Given Kawakubo’s fearless, avant-garde approach to design and business, her tie-up with H&M was bound to produce more bristling than the retailer’s previous joint-label ventures with Roberto Cavalli, Stella McCartney and Karl Lagerfeld. “What’s interesting about collaborations is the possibility for one plus one to equal three,” Kawakubo says, warming up to the topic. “It’s interesting for me to sell Comme des Garçons in places it’s never been sold before, to people who might not have heard of Comme des Garçons.” Not that she ever approaches such a project as a brainstorming or a meeting of the minds. It’s more the case of a willful designer making a strong proposition with a partner who brings something new to the table, like production know-how or distribution muscle. A recent example is the elite Fastskin LZR Racer swimsuit for Speedo, for which Comme des Garçons created graphics while Speedo crafted the suits, billed as the fastest ever; this claim proved controversial. “For me there’s no compromise,”the designer says. “I do what I want, and they do whatever I couldn’t do myself.”
Kawakubo is a consummate fashion indie, designing collections and running her business on her own terms since she launched her label in Tokyo in 1969. If she wants blistering punk rock or no music at all at her fashion show, or if she feels like showing skirts and no tops one season, so be it. She always begins with the concept, with little regard for the commercial consequences. (And incidentally, her infamous pillow collection that distorted various body parts with assorted lumps and bumps “wasn’t a best-seller, no,” she concedes.) “Our business is creation,” she says, now fidgeting with a pair of black sunglasses. “I couldn’t begin to do anything if the first thing I thought about was the selling of it.” Kawakubo allows that Play Comme des Garçons, a line of T-shirts, polos and cardigans that she introduced in 2002, is very commercial, yet “the starting point was not to sell a lot of it. The starting point of this concept of Play was that it’s not designed—even that was a concept.”
At its headquarters in Stockholm, H&M starts each business day with a much different set of priorities, given that the retail giant operates more than 1,500 stores—stocked with 100 percent lump-free clothes—in 29 countries.
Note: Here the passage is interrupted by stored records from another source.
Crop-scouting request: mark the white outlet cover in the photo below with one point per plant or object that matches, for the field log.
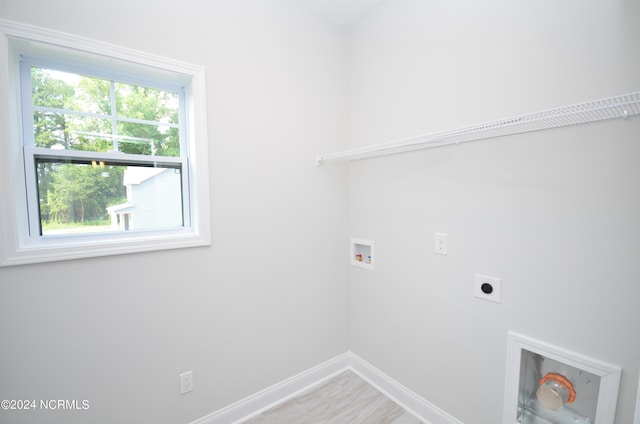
(496, 293)
(440, 243)
(186, 382)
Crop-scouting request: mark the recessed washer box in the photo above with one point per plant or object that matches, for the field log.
(362, 253)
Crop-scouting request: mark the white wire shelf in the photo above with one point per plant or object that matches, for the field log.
(622, 106)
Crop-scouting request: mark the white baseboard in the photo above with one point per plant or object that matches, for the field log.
(424, 410)
(271, 396)
(265, 399)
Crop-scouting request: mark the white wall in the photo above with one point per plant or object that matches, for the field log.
(554, 214)
(269, 298)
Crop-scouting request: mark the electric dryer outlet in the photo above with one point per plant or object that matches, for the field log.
(488, 288)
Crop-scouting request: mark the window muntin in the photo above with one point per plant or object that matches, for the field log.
(81, 112)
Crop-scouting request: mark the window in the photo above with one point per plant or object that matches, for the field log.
(104, 149)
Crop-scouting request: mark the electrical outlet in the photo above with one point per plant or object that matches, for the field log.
(487, 288)
(186, 382)
(440, 244)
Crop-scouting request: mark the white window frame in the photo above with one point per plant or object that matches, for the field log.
(20, 246)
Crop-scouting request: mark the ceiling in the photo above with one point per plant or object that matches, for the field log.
(341, 11)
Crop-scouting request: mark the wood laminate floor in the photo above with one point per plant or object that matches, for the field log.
(344, 399)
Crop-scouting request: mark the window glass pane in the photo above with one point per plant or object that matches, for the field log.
(63, 90)
(148, 104)
(72, 132)
(101, 197)
(144, 139)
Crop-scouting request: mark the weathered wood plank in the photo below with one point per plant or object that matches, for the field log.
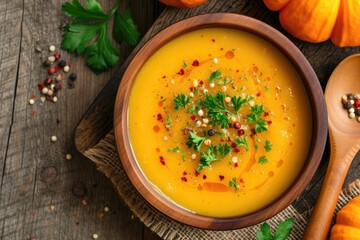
(26, 151)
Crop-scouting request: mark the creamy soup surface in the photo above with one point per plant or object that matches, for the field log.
(219, 122)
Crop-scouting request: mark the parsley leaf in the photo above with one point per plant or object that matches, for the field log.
(88, 33)
(263, 160)
(224, 149)
(215, 75)
(283, 231)
(233, 183)
(242, 142)
(207, 158)
(181, 101)
(194, 141)
(268, 146)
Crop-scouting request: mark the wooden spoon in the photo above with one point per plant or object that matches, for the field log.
(344, 144)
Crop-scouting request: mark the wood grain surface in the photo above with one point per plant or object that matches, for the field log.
(29, 185)
(34, 174)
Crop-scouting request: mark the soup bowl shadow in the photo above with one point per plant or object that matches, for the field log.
(309, 80)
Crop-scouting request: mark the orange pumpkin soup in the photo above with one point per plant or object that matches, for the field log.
(219, 122)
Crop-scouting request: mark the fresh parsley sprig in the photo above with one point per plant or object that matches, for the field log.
(88, 33)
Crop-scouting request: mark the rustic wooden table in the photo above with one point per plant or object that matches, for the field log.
(39, 188)
(36, 181)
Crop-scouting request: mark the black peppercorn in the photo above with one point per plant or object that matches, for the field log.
(62, 63)
(73, 76)
(46, 63)
(211, 132)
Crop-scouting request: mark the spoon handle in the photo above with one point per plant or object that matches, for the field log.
(321, 217)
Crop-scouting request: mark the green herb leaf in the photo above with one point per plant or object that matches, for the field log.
(233, 183)
(88, 33)
(242, 141)
(207, 158)
(215, 75)
(264, 233)
(224, 149)
(263, 160)
(124, 29)
(194, 141)
(284, 229)
(181, 101)
(175, 150)
(268, 146)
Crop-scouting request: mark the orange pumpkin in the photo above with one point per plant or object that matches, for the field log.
(319, 20)
(183, 3)
(347, 225)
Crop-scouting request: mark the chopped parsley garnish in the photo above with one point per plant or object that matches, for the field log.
(242, 141)
(181, 101)
(233, 183)
(262, 160)
(215, 75)
(194, 141)
(223, 149)
(221, 82)
(268, 146)
(254, 117)
(176, 149)
(282, 233)
(207, 158)
(168, 121)
(216, 109)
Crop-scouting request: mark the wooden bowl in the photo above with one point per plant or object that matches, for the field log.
(310, 82)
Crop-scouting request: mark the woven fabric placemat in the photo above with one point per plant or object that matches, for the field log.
(105, 156)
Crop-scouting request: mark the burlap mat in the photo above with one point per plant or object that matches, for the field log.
(104, 154)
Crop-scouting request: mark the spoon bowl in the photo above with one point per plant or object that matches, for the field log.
(344, 135)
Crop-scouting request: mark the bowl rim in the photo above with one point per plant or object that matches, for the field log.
(309, 80)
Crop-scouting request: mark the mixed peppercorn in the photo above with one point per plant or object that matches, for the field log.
(351, 102)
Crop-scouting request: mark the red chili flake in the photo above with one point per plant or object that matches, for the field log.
(162, 160)
(181, 72)
(241, 132)
(57, 56)
(40, 86)
(357, 103)
(195, 63)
Yet its customers will get a taste of deconstruction come November. Van den Bosch, an H&M consultant who helmed the design department for 30 years and masterminded its designer projects, is a longtime fan of Kawakubo, lauding her “unisex attitude toward fashion” and her “mix between elegant and quite sporty” clothes. Not coincidentally, the Kawakubo collection will arrive in stores just as H&M plants its first outlets in Japan: one in Ginza, another in hypertrendy Harajuku and a third coming next year in Shibuya. “She’s really respected by people in Japan,” says van den Bosch, a woman of few words with a penchant for dark clothing, much like Kawakubo. “They’ll be really happy about this collaboration.” For the rest of the world, Rei Kawakubo and Comme des Garçons are hardly household names, but neither were Viktor Horsting and Rolf Snoeren of Viktor & Rolf, guest designers for H&M’s 2006 holiday promotion. “It makes our brand stronger by doing surprising things and different things, and we also get different customers in the shop,” van den Bosch says. As for the clothing, regardless of a few exposed seams and some boiled wool, “it’s not difficult in itself for our customers,” she says. “The collection looks really great.”